Let's consider that process A's virtual address V1->P1 (virtual address(V1) maps to physical address(P1) ).
During a context switch, page table of process A is swapped out with process B's page table.
Let's consider that process B's virtual address V2->P1 ((virtual address(V2) maps to physical address(P1)) with its own contents in that memory area.
Now what has happened to the physical memory contents that V1 was pointing to ?
Is it saved in memory when the context switch took place ? If so, what if the process A had written contents worth or close to the size of physical memory or RAM available ? Where would it save the contents then ?
There are many ways that an OS can handle the scenario described in the question, which is how to effectively deal with running out of free RAM. Depending on the CPU architecture and the goals of the OS here are some ways of handling this issue.
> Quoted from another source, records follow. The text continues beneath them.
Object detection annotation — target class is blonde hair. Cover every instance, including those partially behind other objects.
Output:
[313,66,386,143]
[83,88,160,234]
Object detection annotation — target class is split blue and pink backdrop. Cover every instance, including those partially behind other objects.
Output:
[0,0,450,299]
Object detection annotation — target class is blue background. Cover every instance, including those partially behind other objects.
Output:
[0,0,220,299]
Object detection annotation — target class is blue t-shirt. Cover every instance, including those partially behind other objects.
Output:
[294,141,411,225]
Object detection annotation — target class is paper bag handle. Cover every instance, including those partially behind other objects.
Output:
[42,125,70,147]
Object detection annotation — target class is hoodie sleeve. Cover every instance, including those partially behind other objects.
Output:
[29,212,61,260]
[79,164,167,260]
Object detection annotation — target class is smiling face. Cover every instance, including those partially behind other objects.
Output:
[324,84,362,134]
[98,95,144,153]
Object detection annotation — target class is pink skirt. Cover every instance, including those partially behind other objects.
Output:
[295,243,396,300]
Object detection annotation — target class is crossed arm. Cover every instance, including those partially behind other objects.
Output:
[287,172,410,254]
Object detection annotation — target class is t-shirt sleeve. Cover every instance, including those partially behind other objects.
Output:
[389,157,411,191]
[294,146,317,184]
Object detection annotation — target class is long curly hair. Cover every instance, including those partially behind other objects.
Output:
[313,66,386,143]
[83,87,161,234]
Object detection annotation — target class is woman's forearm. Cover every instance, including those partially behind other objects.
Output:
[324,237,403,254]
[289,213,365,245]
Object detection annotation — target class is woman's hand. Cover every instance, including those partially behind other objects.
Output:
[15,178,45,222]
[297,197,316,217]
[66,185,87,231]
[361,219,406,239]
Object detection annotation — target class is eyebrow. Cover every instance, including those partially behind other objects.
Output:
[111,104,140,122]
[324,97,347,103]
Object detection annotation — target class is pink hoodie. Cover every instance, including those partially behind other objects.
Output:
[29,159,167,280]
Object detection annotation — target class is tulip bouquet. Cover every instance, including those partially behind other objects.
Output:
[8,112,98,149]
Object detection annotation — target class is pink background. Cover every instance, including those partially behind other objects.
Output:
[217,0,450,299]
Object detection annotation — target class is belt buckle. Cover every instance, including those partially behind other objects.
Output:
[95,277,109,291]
One solution is to simply kill processes when they attempt to malloc(or some other similar mechanism) and there is no free pages available. This effectively avoids the problem posed in the original question. On the surface this seems like a bad idea, but it has the advantages of simplifying kernel code and potentially speeding up context switches. In fact, in some applications if the code running had to use swap space to accommodate pages that can not fit into RAM by using non-volatile storage, the application would take such a performance hit that the system effectively failed anyways. Alternatively, not all computers even have non-volatile storage to use for swap space!
As already alluded to, the alternative is to use non-volatile storage to hold pages that can not fit into RAM. Actual specific implementations can vary depending on the specific needs of the system. Here are some possible ways to directly answer how the mappings of V1->P1 and V2->P1 can exist.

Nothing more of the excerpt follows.